I was watching Offspring the other week when one character comforted another with this line, by way of assuring her that she was still a cool person now that she was a mother.
I died a little inside.
I have discussed my baby’s poo with so many people. In fact, only a few days prior to watching that episode, I had actually described in some detail – to a room full of people – a particularly impressive projectile poop.
Oh God, oh God, I am already one of Those Parents. Those Parents whose only contribution to conversations about politics is the proud declaration, “I’m sure little Tommy will be a politician some day, you can just tell by the way he spits up his half-digested milk.” Before I know it, I’ll be abusing umpires as I stand on the sidelines of little kids’ soccer games in sneaky jeans. Help. This was not supposed to happen.
In my pre-baby mind, I was sure I was going to be such a cool mother. I would take it all in my stride! I would bore nobody with stories about shitty nappies and burping! And, most importantly, I was going to be exactly the person I was before, only with a baby in tow!

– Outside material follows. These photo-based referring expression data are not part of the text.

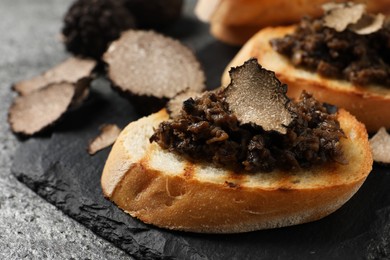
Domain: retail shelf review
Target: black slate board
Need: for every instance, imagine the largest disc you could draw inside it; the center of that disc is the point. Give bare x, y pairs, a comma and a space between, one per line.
58, 168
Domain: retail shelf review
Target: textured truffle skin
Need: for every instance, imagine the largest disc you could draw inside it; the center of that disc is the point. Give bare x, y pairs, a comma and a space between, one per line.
90, 25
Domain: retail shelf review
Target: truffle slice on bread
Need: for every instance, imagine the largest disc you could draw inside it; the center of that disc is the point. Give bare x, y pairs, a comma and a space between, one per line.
165, 190
370, 103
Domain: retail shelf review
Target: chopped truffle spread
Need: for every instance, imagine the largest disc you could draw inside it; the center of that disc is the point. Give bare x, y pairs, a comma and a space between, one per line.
207, 130
359, 58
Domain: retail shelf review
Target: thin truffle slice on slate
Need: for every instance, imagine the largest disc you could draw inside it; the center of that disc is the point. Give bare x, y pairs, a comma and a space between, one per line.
73, 70
145, 63
256, 96
380, 146
107, 136
33, 113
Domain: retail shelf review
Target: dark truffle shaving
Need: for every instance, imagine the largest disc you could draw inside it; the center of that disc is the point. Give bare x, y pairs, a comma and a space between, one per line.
208, 131
360, 59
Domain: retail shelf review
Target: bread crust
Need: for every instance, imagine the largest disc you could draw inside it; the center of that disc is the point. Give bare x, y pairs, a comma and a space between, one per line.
370, 104
163, 189
235, 21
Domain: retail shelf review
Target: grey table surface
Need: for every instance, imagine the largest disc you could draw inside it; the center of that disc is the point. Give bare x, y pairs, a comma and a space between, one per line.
30, 227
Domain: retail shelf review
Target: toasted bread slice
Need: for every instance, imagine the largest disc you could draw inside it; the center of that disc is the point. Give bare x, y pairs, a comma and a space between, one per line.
370, 104
235, 21
165, 190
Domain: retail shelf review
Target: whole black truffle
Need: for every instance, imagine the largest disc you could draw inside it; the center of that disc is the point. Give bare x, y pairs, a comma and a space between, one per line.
155, 14
90, 25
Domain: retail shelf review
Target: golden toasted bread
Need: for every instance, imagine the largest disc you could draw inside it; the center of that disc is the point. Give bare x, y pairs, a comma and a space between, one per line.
370, 104
235, 21
164, 189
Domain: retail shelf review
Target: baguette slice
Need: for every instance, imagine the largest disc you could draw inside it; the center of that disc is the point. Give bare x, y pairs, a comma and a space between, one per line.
165, 190
370, 104
235, 21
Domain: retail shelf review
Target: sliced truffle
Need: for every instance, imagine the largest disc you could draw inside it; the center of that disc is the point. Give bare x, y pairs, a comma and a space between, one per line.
107, 136
175, 105
31, 114
90, 25
148, 64
340, 16
368, 24
380, 146
73, 70
256, 96
155, 14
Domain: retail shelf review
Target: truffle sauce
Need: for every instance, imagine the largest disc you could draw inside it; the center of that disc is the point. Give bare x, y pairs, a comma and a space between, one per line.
360, 59
207, 130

It’s probably needless to say that the reality of becoming a mother smashed those illusions to pieces.
One of my expectations was that from the get go, I was going to be out and about, cheerfully and confidently taking my baby everywhere with me. In reality, it took me a long time to feel brave enough to take such a tiny, fragile person out of the house – and even then, it was only because he had to have a check-up at the hospital. I walked him slowly towards the building in his pram, apologising anxiously every time I rolled him over a little bump in the footpath, all the way up to the big set of steps that led up to the hospital entrance. The steps. I stood at the bottom of them for a good 60 seconds, mind-blown by my own idiocy and waiting for some sort of motherly knowledge to enter my consciousness and remind me what to do. Take the ramp, Caitlin. Ah. There it is.
I thought breastfeeding would be easy, and it wasn’t. I thought I would feel great after giving birth, and I didn’t. I thought I would only cry from joy, and I did cry from joy; but I also cried from exhaustion, I cried because it hurt to sit down, I cried because my belly was still big, I cried because I didn’t have time to shower daily. I cried because I felt lonely, and then I cried because I was overwhelmed when people wanted to visit. I cried because I was afraid of not being good enough to be this beautiful, perfect little person’s mum. I had turned into an absolute weeper.

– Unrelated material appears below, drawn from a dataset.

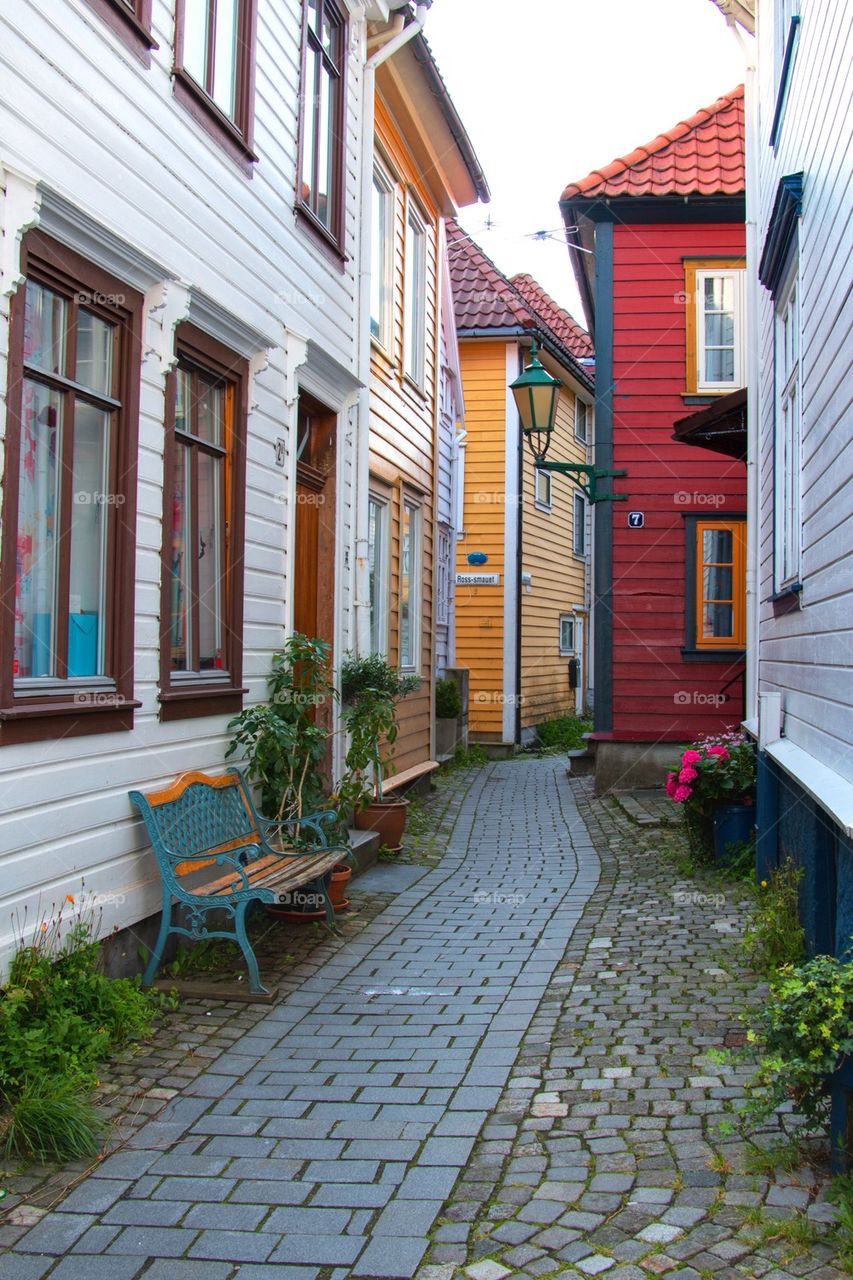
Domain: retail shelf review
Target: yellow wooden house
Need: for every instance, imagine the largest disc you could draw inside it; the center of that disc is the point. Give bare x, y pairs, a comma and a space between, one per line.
424, 170
523, 563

And that was just the first week’s worth of busted expectations.
I’ll never forget this one time I was feeding my son in one of those grubby baby change rooms with the bright, frightening characters peeling menacingly off the walls. Two women came in to use the toilet, because the normal loos were being cleaned. While one of them waited for the other to finish, she smiled at me and asked how old my baby was. He was a few weeks old. I waited for the usual response – “Aw, he’s so little! How lovely!” – but she met my eyes and said something better.
“It’s so intense to start off with, isn’t it? But it gets easier.”

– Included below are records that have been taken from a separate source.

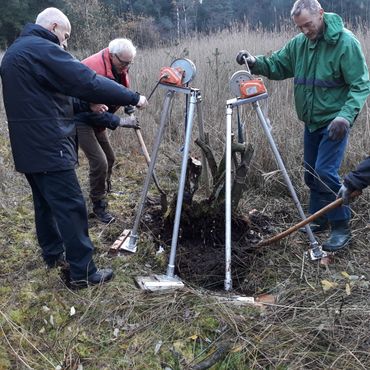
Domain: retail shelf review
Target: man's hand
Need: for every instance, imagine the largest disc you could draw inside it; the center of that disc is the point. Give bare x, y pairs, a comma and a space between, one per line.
98, 108
344, 193
245, 56
129, 122
338, 128
143, 103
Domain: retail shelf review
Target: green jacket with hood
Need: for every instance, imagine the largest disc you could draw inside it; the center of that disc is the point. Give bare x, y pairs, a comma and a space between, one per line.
331, 78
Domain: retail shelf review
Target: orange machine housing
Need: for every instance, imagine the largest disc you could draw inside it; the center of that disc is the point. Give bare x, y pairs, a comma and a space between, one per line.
252, 88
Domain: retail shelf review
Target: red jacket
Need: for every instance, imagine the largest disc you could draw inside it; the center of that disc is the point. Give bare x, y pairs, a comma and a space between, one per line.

I could have hugged her. While I was pregnant, I wrote about how I didn’t feel like I’d need any ‘mum friends’ because of how amazing my current (childless) friends are. My friends are still amazing, and have been absolute rocks for me over the last year; but I’d underestimated just how hard it is to understand what it’s like to have a young baby until you’ve actually had one yourself. Talking to this stranger, who it turned out had an 18 month old daughter, made me feel less like an animal who’d crawled out of a den of chaos to masquerade as a normal person and more like, well, almost an actual normal person. Or at the very least, it reminded me that other women have survived dens of chaos and know what it’s like. Before that conversation, I have to admit that I shied away from making friends with other mothers because deep down, I wanted to hang on to my identity as a young, carefree and spontaneous uni student with a cheerfully professed fear of commitment. But the reality is that you can’t become someone’s mother and be the same person you were before. And while the love for my baby was immediate, the acceptance of the changes in myself is a slower process. But I’m getting there, and I’m gradually learning which Mother Things I’ll reject as ‘not me’ (scary sneaky-jean soccer mum), and which to embrace (poo love).
Besides, I don’t care how cool you are; if you’d seen this poo, you’d have told a roomful of people about it too. It was phenomenal.